Abstract

The aim of this study was to assess the reduction in all-cause death and cardiovascular outcomes associated with the administration of the thiazide-like diuretic indapamide monotherapy or in combination with perindopril as a blood pressure lowering drug in randomized controlled trials (RCTs). Aggregate data from four published RCTs conducted versus matching placebo were pooled: PATS, a 2-year study (indapamide), and PROGRESS, a 4-year study (indapamide and perindopril), both in patients with a history of stroke or transient ischemic attack; ADVANCE, a 4-year study in patients with type 2 diabetes and cardiovascular risk factor (single-pill combination perindopril/indapamide) and HYVET, a 2-year study in very elderly hypertensive individuals (indapamide and an option of perindopril). The pooled effect (fixed and random) estimate (hazard ratio) was reported with corresponding 95% confidence intervals and P values.

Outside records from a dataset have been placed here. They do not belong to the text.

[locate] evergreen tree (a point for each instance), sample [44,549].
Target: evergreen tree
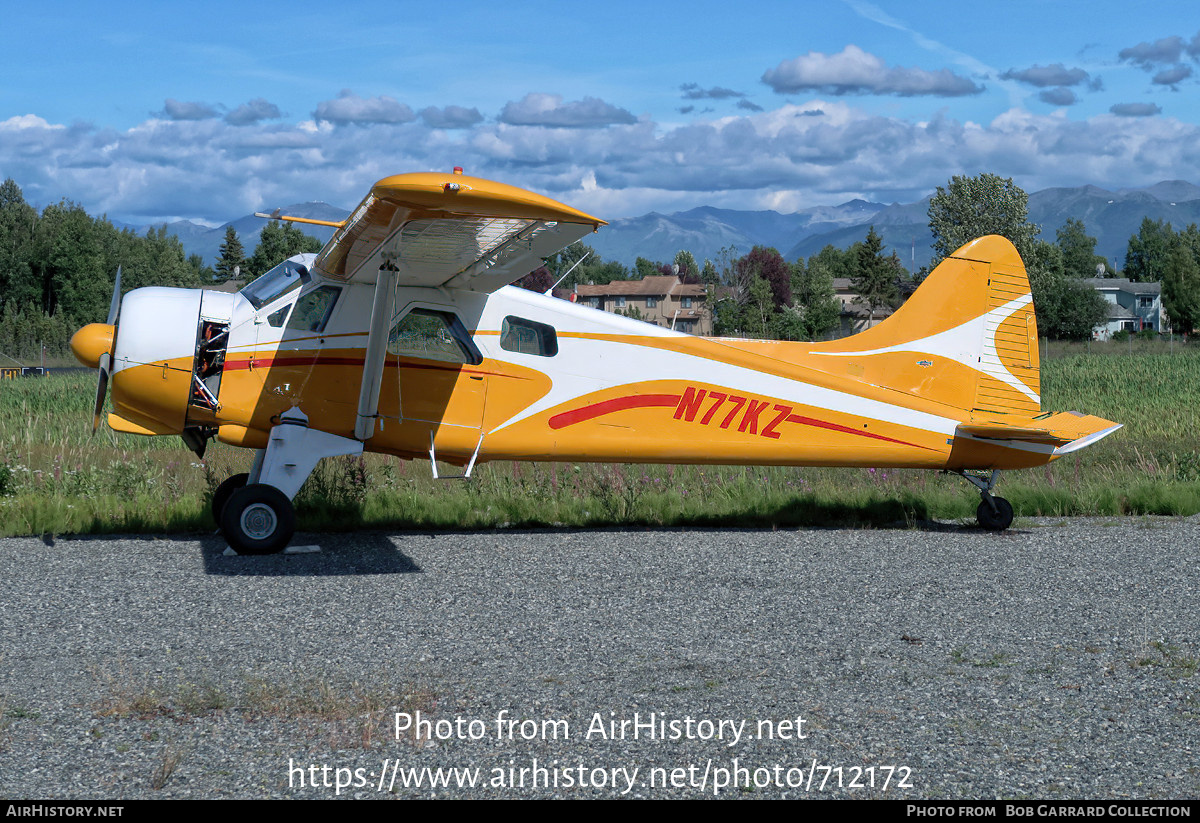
[277,242]
[815,299]
[233,254]
[766,263]
[1181,281]
[689,272]
[1147,251]
[875,276]
[1079,257]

Treatment discontinuations were also analysed to assess the net benefit of the treatment. The population involved 24 194 patients (active: 12 113, placebo: 12 081). The fixed-effects meta-analysis of the three mortality endpoints found low statistical heterogeneity ( I2 = 0). Statistically significant risk reductions in the indapamide with or without perindopril-treated patients as compared to placebo were observed for all-cause death (-15%), cardiovascular death (-21%), fatal stroke (-36%) and all strokes (-27%). Other cardiovascular outcomes were improved (risk reduction, 22 to 36%). As expected, discontinuation rates for safety (two studies) were higher in the active group (6.4 vs. 3.9%), while they were similar when discontinuation for any reason is concerned (18.4 vs. 18.0%). Across medium to high cardiovascular risk population, long-term indapamide, mostly combined with perindopril-based treatment, provided evidence of benefit on mortality and morbidity.